The result has been 14 miles of adjusted-toll HOT lanes on Interstate 495 in Northern Virginia, proposed extensions to tunnels in Hampton Roads, superhighway connectors in the Richmond area and a planned $1.4 billion road linking Suffolk to Petersburg.
But just how much oversight is there in such public-private partnerships? Hardly any, argues James J. Regimbal Jr., a transportation analyst in a new report published by the nonprofit Southern Environmental Law Center.
Regimbal paints a disturbing, if not scary, picture of how the Old Dominion operates something like a dictatorship when it comes to deciding to move forward on road projects involving public-private partnerships.
As public funds grow short, traditional oversight bodies are being sidestepped. In their place, decision-making is being concentrated “into fewer people — and, ultimately, the Governor,” he writes.
Traditionally, state road planning was the sphere of metropolitan planning organizations and the Commonwealth Transportation Board, which serves at the pleasure of the governor. They, however, are pretty much out of the picture when it comes to roads funded by public-private partnerships, as is the General Assembly.
Consequently, Virginia is getting roads without sufficient public input, transparency on bidding and attention to federal environmental laws, Regimbal writes.
The public-private partnership idea “has evolved and grown substantially beyond the General Assembly’s original intent,” he concludes. “The question is whether the PPTA process is good at producing public benefits with as low a price as possible, that is fair to the travelling public, that adequately considers external factors such as environmental impacts and that is consistent with Virginia’s long-term transportation goals.”
Among the legislative fixes Regimbal recommends are making sure that public hearings are held at least 30 days before a major PPTA deal is approved, that environmental reviews are done before, not after, such approval and that at least two bidders compete for PPTA work. The General Assembly should also have the power to appoint some members of the Commonwealth Transportation Board besides just the governor.

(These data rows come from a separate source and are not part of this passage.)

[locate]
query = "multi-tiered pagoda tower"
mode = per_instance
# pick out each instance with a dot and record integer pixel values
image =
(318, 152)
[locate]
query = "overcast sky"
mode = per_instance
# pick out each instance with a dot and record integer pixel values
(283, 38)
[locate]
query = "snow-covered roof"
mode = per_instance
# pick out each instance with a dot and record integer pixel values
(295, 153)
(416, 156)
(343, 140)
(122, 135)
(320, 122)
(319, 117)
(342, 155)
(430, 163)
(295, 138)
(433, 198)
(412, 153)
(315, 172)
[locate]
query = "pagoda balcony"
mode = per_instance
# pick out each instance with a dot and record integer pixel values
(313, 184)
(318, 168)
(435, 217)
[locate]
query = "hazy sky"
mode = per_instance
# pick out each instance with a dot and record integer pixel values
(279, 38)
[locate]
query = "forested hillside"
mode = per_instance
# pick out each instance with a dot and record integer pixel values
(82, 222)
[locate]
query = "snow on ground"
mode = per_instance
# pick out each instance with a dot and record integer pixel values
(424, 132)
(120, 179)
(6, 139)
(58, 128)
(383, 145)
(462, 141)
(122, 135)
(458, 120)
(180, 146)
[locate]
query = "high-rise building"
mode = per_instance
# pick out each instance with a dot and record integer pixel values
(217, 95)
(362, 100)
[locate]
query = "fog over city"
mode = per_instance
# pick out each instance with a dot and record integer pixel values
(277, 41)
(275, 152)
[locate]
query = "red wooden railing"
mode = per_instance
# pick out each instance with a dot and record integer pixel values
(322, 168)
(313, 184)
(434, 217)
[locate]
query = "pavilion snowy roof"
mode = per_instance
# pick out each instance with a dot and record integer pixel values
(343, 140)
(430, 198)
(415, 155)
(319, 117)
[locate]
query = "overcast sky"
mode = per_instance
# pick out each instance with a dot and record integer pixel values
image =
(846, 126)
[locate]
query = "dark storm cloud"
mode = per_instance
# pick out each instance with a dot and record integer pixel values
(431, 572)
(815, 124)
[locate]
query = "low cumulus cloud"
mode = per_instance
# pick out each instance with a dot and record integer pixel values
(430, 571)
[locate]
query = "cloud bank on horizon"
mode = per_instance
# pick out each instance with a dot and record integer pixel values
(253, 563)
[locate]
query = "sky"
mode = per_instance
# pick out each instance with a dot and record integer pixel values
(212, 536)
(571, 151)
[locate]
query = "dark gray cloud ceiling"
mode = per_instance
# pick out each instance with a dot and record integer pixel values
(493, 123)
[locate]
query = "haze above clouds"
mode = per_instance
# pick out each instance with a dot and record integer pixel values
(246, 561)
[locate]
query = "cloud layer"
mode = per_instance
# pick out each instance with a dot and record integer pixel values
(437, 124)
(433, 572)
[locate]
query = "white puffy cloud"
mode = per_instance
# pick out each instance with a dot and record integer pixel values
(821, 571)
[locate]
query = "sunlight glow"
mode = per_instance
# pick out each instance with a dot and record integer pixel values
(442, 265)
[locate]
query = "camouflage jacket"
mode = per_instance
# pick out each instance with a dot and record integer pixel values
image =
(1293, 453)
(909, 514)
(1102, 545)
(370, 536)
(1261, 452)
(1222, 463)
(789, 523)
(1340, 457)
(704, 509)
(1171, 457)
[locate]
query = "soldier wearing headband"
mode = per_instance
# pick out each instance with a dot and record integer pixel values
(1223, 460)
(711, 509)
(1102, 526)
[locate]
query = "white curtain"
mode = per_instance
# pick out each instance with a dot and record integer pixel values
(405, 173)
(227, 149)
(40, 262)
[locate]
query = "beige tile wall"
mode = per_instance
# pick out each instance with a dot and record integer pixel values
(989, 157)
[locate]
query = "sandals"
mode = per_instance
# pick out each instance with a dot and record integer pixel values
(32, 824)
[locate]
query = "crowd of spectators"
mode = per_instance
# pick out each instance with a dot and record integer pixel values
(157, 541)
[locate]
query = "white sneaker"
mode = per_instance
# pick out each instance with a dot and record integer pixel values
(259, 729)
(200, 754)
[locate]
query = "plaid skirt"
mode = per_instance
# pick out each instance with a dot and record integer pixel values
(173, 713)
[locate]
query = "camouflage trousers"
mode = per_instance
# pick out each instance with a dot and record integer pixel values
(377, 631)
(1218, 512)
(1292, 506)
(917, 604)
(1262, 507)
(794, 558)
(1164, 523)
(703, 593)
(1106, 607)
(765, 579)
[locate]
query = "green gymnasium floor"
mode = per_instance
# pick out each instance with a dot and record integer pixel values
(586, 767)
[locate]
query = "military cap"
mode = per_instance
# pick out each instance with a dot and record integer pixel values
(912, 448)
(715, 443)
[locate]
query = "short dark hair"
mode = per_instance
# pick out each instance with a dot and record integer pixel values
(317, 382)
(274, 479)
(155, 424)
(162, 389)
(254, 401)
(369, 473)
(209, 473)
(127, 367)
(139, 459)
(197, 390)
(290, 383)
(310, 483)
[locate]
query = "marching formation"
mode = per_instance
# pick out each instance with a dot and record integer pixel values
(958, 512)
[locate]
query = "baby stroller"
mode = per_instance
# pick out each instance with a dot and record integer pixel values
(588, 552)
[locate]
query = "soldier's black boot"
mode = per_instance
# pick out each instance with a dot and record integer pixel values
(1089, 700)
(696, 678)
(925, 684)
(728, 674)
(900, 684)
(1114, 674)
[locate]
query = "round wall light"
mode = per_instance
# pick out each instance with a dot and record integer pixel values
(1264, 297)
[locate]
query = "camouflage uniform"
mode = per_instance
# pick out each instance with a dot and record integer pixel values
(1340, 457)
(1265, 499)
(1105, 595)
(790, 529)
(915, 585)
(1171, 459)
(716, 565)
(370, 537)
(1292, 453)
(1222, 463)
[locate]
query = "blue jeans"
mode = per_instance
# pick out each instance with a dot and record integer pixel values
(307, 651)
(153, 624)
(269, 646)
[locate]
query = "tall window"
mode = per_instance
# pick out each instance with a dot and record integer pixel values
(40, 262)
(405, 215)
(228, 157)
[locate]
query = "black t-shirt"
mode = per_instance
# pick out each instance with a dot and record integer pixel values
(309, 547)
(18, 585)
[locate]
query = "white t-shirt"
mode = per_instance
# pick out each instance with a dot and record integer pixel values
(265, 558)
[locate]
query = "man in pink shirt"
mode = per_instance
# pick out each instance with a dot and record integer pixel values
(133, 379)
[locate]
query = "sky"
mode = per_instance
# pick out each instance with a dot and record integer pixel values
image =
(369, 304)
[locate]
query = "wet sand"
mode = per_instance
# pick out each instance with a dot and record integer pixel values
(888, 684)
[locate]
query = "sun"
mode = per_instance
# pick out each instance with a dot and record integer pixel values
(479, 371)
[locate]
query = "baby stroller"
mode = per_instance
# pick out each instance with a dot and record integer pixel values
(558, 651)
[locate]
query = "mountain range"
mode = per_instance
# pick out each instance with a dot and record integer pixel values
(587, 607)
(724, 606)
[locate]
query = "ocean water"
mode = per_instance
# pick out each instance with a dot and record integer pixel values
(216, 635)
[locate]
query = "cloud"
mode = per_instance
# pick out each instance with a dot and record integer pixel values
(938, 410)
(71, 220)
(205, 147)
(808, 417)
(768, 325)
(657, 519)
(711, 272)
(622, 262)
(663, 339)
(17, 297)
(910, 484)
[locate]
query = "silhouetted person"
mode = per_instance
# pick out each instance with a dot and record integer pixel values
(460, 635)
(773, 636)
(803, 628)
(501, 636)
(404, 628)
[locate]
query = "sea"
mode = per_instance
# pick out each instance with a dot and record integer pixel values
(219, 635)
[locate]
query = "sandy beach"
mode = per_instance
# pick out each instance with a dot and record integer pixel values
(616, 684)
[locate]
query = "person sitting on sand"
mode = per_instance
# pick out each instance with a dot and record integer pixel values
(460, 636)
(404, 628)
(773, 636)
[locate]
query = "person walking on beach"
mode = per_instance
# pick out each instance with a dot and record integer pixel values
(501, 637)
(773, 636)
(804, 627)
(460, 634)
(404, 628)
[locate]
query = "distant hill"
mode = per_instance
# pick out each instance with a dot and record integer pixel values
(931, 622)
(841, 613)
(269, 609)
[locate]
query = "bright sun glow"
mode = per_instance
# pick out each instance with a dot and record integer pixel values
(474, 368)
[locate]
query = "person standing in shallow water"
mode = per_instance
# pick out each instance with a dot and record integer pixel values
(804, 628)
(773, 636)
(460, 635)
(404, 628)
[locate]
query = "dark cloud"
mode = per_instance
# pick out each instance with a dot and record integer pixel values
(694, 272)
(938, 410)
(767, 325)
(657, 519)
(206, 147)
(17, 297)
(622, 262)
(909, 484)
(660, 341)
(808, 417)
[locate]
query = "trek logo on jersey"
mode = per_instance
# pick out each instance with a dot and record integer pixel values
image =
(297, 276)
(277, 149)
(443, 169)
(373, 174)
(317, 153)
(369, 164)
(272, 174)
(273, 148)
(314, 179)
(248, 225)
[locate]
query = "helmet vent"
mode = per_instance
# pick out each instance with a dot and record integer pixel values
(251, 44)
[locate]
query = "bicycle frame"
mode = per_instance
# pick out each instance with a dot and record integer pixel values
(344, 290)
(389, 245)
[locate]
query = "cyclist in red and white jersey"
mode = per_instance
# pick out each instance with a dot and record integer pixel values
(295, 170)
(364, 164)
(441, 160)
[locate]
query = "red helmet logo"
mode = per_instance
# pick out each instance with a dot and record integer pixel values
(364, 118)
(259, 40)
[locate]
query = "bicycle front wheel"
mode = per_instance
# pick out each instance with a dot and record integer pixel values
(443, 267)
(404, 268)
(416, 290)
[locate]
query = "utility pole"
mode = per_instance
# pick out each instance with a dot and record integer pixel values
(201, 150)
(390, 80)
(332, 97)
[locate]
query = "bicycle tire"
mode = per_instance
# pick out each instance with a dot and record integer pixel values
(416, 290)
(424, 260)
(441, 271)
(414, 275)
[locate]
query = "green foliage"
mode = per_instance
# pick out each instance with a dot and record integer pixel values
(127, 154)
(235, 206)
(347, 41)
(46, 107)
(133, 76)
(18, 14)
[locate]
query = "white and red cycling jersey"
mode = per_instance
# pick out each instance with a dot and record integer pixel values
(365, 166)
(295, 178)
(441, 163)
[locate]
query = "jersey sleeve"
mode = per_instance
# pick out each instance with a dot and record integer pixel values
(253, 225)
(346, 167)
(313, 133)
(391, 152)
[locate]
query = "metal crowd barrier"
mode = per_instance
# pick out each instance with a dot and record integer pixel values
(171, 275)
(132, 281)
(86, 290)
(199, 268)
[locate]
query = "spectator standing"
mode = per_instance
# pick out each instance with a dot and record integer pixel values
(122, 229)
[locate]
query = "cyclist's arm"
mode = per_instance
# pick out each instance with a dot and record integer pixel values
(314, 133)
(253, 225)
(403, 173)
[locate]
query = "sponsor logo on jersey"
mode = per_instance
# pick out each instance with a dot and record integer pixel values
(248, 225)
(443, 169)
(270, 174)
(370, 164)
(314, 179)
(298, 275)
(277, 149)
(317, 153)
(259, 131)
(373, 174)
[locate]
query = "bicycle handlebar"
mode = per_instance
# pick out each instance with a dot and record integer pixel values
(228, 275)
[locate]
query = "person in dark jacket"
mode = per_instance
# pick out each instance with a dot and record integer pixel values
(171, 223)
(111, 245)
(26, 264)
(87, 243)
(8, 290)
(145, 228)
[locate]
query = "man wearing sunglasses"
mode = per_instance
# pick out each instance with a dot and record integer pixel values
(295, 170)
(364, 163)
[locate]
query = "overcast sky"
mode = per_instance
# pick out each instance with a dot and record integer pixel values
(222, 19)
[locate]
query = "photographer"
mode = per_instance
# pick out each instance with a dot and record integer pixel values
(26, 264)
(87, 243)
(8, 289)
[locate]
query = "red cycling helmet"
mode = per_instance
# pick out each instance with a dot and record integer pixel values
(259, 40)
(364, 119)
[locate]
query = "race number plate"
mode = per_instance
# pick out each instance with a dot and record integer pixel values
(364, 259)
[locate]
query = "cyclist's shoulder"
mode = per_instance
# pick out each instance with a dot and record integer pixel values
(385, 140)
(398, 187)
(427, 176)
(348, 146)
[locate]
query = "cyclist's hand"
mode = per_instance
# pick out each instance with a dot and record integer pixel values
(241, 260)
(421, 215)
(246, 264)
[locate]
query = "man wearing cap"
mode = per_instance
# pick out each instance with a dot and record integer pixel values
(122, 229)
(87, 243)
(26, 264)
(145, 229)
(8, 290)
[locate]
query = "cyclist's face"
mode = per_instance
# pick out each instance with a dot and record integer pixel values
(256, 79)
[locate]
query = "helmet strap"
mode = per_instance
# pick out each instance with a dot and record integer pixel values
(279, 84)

So far, the McDonnell administration, which has throttled through the Hampton Roads tunnel projects, as well as the new superhighway near U.S. 460 in Southeastern Virginia, has been quiet about Regimbal’s report. It would be unfair to place all of the problems on McDonnell’s lap, however. Democratic Govs. Tim Kaine and Mark Warner have been equally enthusiastic about public-private partnerships.
What’s more, the Big Brother approach doesn’t always work in a practical sense. The Pocahontas Parkway linking Interstate 94 with I-64 and I-295 east of Richmond was hustled off to a public-private partnership arrangement after ridership proved so anemic the state’s bond rating was jeopardized. Now the private firm involved, an Australian company, wants to unload its share of the project because it is still a money-loser. There are similar worries about the new road planned next to U.S. 460.
The PPTA has always been pushed as Virginia’s innovative silver bullet so it doesn’t have to face up to its serious road-funding problems. Regimbal’s crucially-important study shows how democratic values are also being trampled in the process.